In total, 1147 singleton pregnancies underwent screening for GDM and thyroid dysfunction and delivered in hospital over the 1-year study period. Mean age was 30.4 (±5.0) years and 29.2% of women were nulliparous. Subclinical hypothyroidism in pregnancy (TSH ≥2.5 mIU/L) was present in 183 (15.9%) subjects with a median TSH value of 3.3 mIU/L (interquartile range, 2.8-4.2). Baseline demographic characteristics of participants by antenatal thyroid status are presented in Table 1. The study cohort was multi-ethnic, with over one third of participants originating from the Indian subcontinent and approximately one fifth from the Middle East and North Africa. Three hundred twenty women (27.9%) developed GDM over the study period. Treatment consisted of insulin for 164 women (51.1%), with the remainder managed using diet and lifestyle modification. Metformin was prescribed as part of GDM treatment in 42 women (13.2%), predominately as co-therapy with insulin.

In univariate analyses, significant associations with GDM were observed for patient age, ethnicity, body mass index (BMI), vitamin D level, past GDM, and family history of type 2 diabetes mellitus (T2DM). Multivariate analysis of risk factors for developing GDM are presented in Table 2. We found no association between antenatal TSH values ≥2.5 mIU/L and subsequent risk of developing GDM compared to euthyroid controls. Ethnicity remained a strong predictor of GDM, with women from an Indian background at over 4-fold increased risk relative to their Caucasian counterparts. Asian ethnicity also conferred increased risk. Obesity significantly increased risk, particularly when antenatal BMI was greater than 35 kg/m² although there was a stepwise increase in risk with progressive increase in body mass indices above 20 kg/m². Other significant predictors of GDM on multivariate testing included past history of GDM and family history of type 2 diabetes mellitus in a first degree relative. Age did not significantly influence GDM risk, although there was a trend towards increased risk in women over age 35 years.

Following the 2017 update of the American Thyroid Association guidelines, the TSH threshold for treatment of hypothyroidism in pregnancy was modified to ≥2.5 mIU/L in TPO antibody positive women and ≥4.0 mIU/L in TPO antibody negative women.¹³⁾ Unfortunately, we did not measure TPO-antibody titres, and could not further stratify based on TPO positivity. In our cohort, 51 women (4.4%) had antenatal TSH values ≥4.0 mIU/L. An exploratory analysis using the higher TSH cut-off of 4.0 mIU/L also failed to predict onset of gestational diabetes mellitus.

Discussion

We present a retrospective analysis of subclinical hypothyroidism in a pregnancy cohort and its effect on the development of GDM during that same pregnancy.

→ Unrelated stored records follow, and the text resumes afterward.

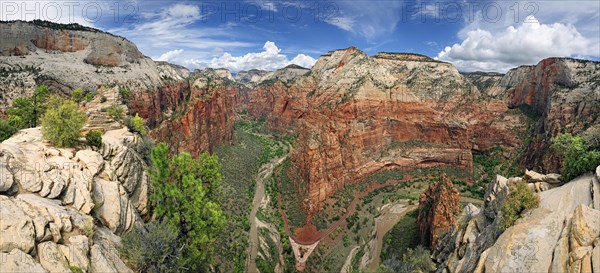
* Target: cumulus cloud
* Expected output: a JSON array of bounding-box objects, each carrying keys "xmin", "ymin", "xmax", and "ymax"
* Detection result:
[
  {"xmin": 205, "ymin": 41, "xmax": 316, "ymax": 72},
  {"xmin": 436, "ymin": 16, "xmax": 598, "ymax": 72},
  {"xmin": 156, "ymin": 49, "xmax": 183, "ymax": 62}
]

In our cohort of 1147 patients, we failed to show a significant relationship despite a high prevalence of gestational diabetes (27.9%) and hypothyroidism as defined by TSH ≥2.5 mIU/L (15.9%). Although thyroid function was not predictive of GDM onset, traditional risk factors such as ethnicity, pre-pregnancy BMI, past GDM and family history of T2DM significantly increased risk for development of GDM in the current pregnancy.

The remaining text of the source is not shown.